Waarom daar, had hij zich afgevraagd. Misschien had hij haar daar, heel toevallig net ten huwelijk gevraagd? Alhoewel, ze leken niet het huwende type, maar dat kon je dit nooit echt zeker zijn. Een andere romantisch moment misschien? Of gewoon een gevoel dat zich op dat moment voltrok. Je kan niet voorspellen wanneer een kus zich opdringt. Je kan het wel hopen of wensen, maar alles hangt af van wat zich op dat moment afspeelt. Van de trilling in de lucht. Van de energie tussen twee mensen. Of gewoon de feromonen. Ook zij zijn immers zoogdieren die ook zonder romantiek elkaar plots nodig kunnen hebben. Hoe dan ook, het was een mooi tafereel, hoe al die voorbijgangers in een kleine boog om de liefde heen wandelden. Bij enkele koppels zag hij hoe deze elkaar ook kort een kus gaven. Het bleek besmettelijk. De liefde van de koersfiets en het meisje.
Hij keek terug naar de overkant en zag net hoe een silhouet het raam achter de zonnebloemen sloot. Een zwarte schim liep in het licht van de kamer. De vrouw van zijn dromen, letterlijk, want hij wist niet wie ze was.
Drie
Onder acht bloempotten met acht late zonnebloemen hielden een jongen en een meisje halt. Ze wisten niet dat ze onder zonne-energie stonden maar ze voelden het wel. Hij stopte en draaide zich naar haar. Zonder woorden vonden hun lippen elkaar. Zonder aarzeling. Met de vanzelfsprekende eenvoud waarmee treinwagons zich aan elkaar vastklonken, zo klikten ook zij aan elkaar. De verbinding was even krachtig. Ze lieten niet los. Ze hadden het niet bedacht en niet afgesproken. Maar ze voelden het wel. Hoe plots, hier op dit trottoir een kus zich opdrong als ware het een noodlot waaraan ze niet konden ontsnappen. De kus voelde intens aan. Geen van beiden dachten na. Dit was waar het woord ervaring voor was uitgevonden. Er-varen. Ze voeren op de golven van de emotie, verdwaald in tijd en ruimte. Het voetpad was weg en de tijd stond stil. Dat beseften ze niet. Tijdreizigers weten immers nooit hoe laat het is. Ze weten enkel wat nu is. En dit was nu. Het voelen, het proeven en het beleven. Ze voelde zijn greep verstrakken. Zijn fiets viel tegen zijn been en wachtte trouw op het vervolg van de rit. Zacht drukte ze haar hand tegen zijn borstkas en voelde hoe zijn ademhaling haar volgde. Met één vinger gleed ze onwillekeurig tussen de knopen van zijn hemd en voelde de temperatuur van zijn huid. Amper één vierkante centimeter. In haar sensatie voelde ze hem helemaal. Pars pro toto.

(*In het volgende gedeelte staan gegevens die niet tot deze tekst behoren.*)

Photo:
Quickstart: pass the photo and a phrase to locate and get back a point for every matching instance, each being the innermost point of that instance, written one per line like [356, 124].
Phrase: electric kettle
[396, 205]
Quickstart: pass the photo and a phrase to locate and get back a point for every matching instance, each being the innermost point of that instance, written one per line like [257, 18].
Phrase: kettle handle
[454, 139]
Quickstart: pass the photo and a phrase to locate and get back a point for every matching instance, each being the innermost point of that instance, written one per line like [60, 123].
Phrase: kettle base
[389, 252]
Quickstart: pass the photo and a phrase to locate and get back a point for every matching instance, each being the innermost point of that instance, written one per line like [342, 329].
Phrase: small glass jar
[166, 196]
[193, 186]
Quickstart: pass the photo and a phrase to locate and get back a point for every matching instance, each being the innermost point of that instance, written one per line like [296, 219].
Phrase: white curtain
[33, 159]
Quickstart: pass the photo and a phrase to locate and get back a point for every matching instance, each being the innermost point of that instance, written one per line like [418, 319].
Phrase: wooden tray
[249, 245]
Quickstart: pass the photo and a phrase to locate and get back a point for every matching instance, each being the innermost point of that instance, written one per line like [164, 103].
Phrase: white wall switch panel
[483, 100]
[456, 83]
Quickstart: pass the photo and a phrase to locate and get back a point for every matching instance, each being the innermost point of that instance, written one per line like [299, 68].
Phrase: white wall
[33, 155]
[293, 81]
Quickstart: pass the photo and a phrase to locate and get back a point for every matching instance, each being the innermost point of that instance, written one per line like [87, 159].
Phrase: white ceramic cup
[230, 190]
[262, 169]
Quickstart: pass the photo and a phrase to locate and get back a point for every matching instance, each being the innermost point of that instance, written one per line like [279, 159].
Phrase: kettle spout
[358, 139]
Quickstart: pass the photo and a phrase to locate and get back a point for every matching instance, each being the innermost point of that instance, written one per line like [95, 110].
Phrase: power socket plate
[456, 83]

Liefde is zoals elektromagnetisme. Het is een veld waar je aan onderworpen wordt. Iedereen die hen voorbij liep langs het voetpad, ondervond het veld. Voetgangers lachten, knepen elkaar in de hand, en sommigen gaven elkaar een kus.
Ze losten elkaars lippen, hapten naar adem, en vervolgden hun weg. Nooit waren ze zo zeker over hun toekomst. De kompasnaald wees hun noorden aan.
Boven wandelde de man naar zijn badkamer. Klaar om te douchen bedacht hij dat hij eerst nog een bericht moest versturen. Hij wandelde terug de woonkamer in en stopte bij het tafeltje voor het raam, waar zijn smartphone lag. Hij keek naar buiten en zag de vrouw van zijn dromen tussen de zonnebloemen staan. Ze knikte en hij knikte. Ze lachten allebei en een elektromagnetisch veld vormde zich op de derde verdieping boven de Rue au Maire. De kompasnaald duidde hun noorden aan.